Search code examples
c#algorithmcircular-referencecycle-detection

Most efficient way of finding circular references in list


Given the following list of redirects

[
    {
        "old": "a",
        "target": "b"
    },
    {
        "old": "b",
        "target": "c"
    },
    {
        "old": "c",
        "target": "d"
    },
    {
        "old": "d",
        "target": "a"
    },
    {
        "old": "o",
        "target": "n"
    },
    {
        "old": "n",
        "target": "b"
    },
    {
        "old": "j",
        "target": "x"
    },
    {
        "old": "whatever",
        "target": "something"
    }
]

Here we can see that the first item "a" should redirect to "b". If we follow the list we can see the following pattern:

a -> b
b -> c
c -> d
d -> a

So we would end up with a circular reference since "a" would end up pointing to "d" and "d" points to "a".

What would be the most efficient way of finding the circular references?

I've come up with the following algorithm in C#

var items = JsonConvert.DeserializeObject<IEnumerable<Item>>(json)
    .GroupBy(x => x.Old)
    .Select(x => x.First())
    .ToDictionary(x => x.Old, x => x.Target);
var circulars = new Dictionary<string, string>();
foreach (var item in items)
{
    var target = item.Value;
    while (items.ContainsKey(target))
    {
        target = items[target];

        if (target.Equals(item.Key))
        {
            circulars.Add(target, item.Value);
            break;
        }
    }
}

This will give me a list containing 4 items looking like this:

[
    {
        "old": "a",
        "target": "b"
    },
    {
        "old": "b",
        "target": "c"
    },
    {
        "old": "c",
        "target": "d"
    },
    {
        "old": "d",
        "target": "a"
    }
]

But im only interested in telling the user something like

"Hey you can't do that, It will be a circular reference because of "a" points to "b" which points to "c" which points to "d" which points to "a"

So, do you guys have any suggestions? Im sure that some other(better) algorithms exists for doing this... :)


Solution

  • While the generic graph-cycle-finding algorithms will work, your case is a bit special due to the "Old is unique, target is not" constraint. It effectively means, that each node can only have a single successor and thus it can at most be part of one cycle. Also, when DFS-Traversing the nodes, there won't be any fork, so an iterative DFS implementation becomes very easy.

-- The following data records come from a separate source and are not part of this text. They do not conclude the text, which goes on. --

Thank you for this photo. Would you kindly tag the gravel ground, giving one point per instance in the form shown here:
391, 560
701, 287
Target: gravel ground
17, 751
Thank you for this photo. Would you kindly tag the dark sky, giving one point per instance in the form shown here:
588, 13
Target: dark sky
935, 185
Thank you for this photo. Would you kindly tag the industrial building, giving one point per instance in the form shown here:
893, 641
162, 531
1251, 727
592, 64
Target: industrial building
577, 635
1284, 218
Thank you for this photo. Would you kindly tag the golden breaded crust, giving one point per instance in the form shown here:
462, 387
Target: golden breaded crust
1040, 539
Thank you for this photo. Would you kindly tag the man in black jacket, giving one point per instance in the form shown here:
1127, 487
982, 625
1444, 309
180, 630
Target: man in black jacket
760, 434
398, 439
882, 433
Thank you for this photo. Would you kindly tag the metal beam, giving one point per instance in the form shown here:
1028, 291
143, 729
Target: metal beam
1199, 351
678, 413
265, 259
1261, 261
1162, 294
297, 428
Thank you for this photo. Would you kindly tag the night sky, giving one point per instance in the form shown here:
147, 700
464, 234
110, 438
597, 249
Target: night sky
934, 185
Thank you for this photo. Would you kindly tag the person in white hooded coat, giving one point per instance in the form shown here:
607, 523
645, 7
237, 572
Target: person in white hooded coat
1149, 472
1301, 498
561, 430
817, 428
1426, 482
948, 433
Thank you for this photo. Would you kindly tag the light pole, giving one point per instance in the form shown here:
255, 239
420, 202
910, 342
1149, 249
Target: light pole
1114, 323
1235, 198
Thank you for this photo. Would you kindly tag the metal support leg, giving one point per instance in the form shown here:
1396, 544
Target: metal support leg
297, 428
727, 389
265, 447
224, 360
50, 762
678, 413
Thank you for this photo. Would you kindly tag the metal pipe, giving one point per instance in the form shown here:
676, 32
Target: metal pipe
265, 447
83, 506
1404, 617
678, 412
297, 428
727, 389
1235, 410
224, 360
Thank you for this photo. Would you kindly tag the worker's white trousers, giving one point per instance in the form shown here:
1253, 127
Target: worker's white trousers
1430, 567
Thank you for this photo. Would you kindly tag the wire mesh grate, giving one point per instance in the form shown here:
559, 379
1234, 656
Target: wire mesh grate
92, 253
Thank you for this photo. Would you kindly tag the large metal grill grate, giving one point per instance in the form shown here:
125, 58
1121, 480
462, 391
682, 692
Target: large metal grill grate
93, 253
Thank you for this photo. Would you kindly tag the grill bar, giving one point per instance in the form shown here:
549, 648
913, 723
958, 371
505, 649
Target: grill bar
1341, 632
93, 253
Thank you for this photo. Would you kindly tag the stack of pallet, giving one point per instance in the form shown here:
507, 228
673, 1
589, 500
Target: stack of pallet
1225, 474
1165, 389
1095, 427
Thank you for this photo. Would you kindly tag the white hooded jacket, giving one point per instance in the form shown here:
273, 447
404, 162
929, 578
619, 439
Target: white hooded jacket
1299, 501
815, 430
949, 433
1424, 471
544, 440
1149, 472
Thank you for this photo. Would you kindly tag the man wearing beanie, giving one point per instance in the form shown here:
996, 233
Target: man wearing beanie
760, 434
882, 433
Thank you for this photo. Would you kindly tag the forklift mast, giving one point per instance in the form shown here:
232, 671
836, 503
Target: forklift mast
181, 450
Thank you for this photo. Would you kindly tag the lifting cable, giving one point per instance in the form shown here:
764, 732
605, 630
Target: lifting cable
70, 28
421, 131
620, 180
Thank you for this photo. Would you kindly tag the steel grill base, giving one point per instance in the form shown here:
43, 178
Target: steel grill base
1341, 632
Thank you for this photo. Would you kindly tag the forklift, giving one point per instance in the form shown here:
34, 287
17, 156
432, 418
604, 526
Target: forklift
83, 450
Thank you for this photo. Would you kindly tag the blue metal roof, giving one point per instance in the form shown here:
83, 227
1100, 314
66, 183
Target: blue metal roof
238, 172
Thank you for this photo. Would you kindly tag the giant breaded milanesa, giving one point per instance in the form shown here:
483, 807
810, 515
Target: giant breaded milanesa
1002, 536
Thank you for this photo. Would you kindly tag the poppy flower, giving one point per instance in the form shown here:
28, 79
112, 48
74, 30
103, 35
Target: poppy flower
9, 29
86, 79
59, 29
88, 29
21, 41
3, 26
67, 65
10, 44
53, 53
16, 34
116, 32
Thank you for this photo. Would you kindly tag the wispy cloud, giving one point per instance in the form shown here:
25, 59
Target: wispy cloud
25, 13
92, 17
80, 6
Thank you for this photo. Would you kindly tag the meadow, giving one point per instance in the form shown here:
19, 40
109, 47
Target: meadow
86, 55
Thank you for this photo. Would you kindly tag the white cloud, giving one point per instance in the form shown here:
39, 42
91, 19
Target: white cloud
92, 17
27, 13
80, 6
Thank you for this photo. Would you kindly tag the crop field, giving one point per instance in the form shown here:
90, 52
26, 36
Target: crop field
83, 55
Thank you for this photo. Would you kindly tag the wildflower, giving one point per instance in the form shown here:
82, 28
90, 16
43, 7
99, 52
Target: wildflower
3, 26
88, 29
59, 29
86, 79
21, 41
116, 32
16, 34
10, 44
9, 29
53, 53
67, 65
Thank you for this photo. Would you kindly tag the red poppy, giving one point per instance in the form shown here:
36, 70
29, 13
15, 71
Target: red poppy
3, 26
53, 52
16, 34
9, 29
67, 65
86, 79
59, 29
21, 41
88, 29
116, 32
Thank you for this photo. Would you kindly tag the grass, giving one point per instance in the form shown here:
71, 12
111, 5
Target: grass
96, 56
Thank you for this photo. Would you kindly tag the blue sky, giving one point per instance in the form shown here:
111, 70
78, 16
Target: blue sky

    Given an arbitrary starting node, this function can find a cycle that is reachable from the starting node:

    /// <summary>
    /// Returns a node that is part of a cycle or null if no cycle is found
    /// </summary>
    static string FindCycleHelper(string start, Dictionary<string, string> successors, HashSet<string> stackVisited)
    {
        string current = start;
        while (current != null)
        {
            if (stackVisited.Contains(current))
            {
                // this node is part of a cycle
                return current;
            }
    
            stackVisited.Add(current);
    
            successors.TryGetValue(current, out current);
        }
    
        return null;
    }
    

    In order to maintain efficiency, it can be extended to early-return when an already checked node is reached (using previouslyVisited):

    /// <summary>
    /// Returns a node that is part of a cycle or null if no cycle is found
    /// </summary>
    static string FindCycleHelper(string start, Dictionary<string, string> successors, HashSet<string> stackVisited, HashSet<string> previouslyVisited)
    {
        string current = start;
        while (current != null)
        {
            if (previouslyVisited.Contains(current))
            {
                return null;
            }
            if (stackVisited.Contains(current))
            {
                // this node is part of a cycle
                return current;
            }
    
            stackVisited.Add(current);
    
            successors.TryGetValue(current, out current);
        }
    
        return null;
    }
    

    The following function is used to maintain consistency of the visited sets

    static string FindCycle(string start, Dictionary<string, string> successors, HashSet<string> globalVisited)
    {
        HashSet<string> stackVisited = new HashSet<string>();
    
        var result = FindCycleHelper(start, successors, stackVisited, globalVisited);
    
        // update collection of previously processed nodes
        globalVisited.UnionWith(stackVisited);
    
        return result;
    }
    

    It is called for each old node in order to check for cycles. When a cycle starting node is detected, the cycle information can be separately created:

    // static testdata - can be obtained from JSON for real code
    IEnumerable<Item> items = new Item[]
    {
        new Item{ Old = "a", Target = "b" },
        new Item{ Old = "b", Target = "c" },
        new Item{ Old = "c", Target = "d" },
        new Item{ Old = "d", Target = "a" },
        new Item{ Old = "j", Target = "x" },
        new Item{ Old = "w", Target = "s" },
    };
    var successors = items.ToDictionary(x => x.Old, x => x.Target);
    
    var visited = new HashSet<string>();
    
    List<List<string>> cycles = new List<List<string>>();
    
    foreach (var item in items)
    {
        string cycleStart = FindCycle(item.Old, successors, visited);
    
        if (cycleStart != null)
        {
            // cycle found, get detail information about involved nodes
            List<string> cycle = GetCycleMembers(cycleStart, successors);
            cycles.Add(cycle);
        }
    }
    

    Output your found cycles any way you want. For example

    foreach (var cycle in cycles)
    {
        Console.WriteLine("Cycle:");
        Console.WriteLine(string.Join(" # ", cycle));
        Console.WriteLine();
    }
    

    The implementation of GetCycleMembers is pretty easy - it depends on a correct starting node:

    /// <summary>
    /// Returns the list of nodes that are involved in a cycle
    /// </summary>
    /// <param name="cycleStart">This is required to belong to a cycle, otherwise an exception will be thrown</param>
    /// <param name="successors"></param>
    /// <returns></returns>
    private static List<string> GetCycleMembers(string cycleStart, Dictionary<string, string> successors)
    {
        var visited = new HashSet<string>();
        var members = new List<string>();
        var current = cycleStart;
        while (!visited.Contains(current))
        {
            members.Add(current);
            visited.Add(current);
            current = successors[current];
        }
        return members;
    }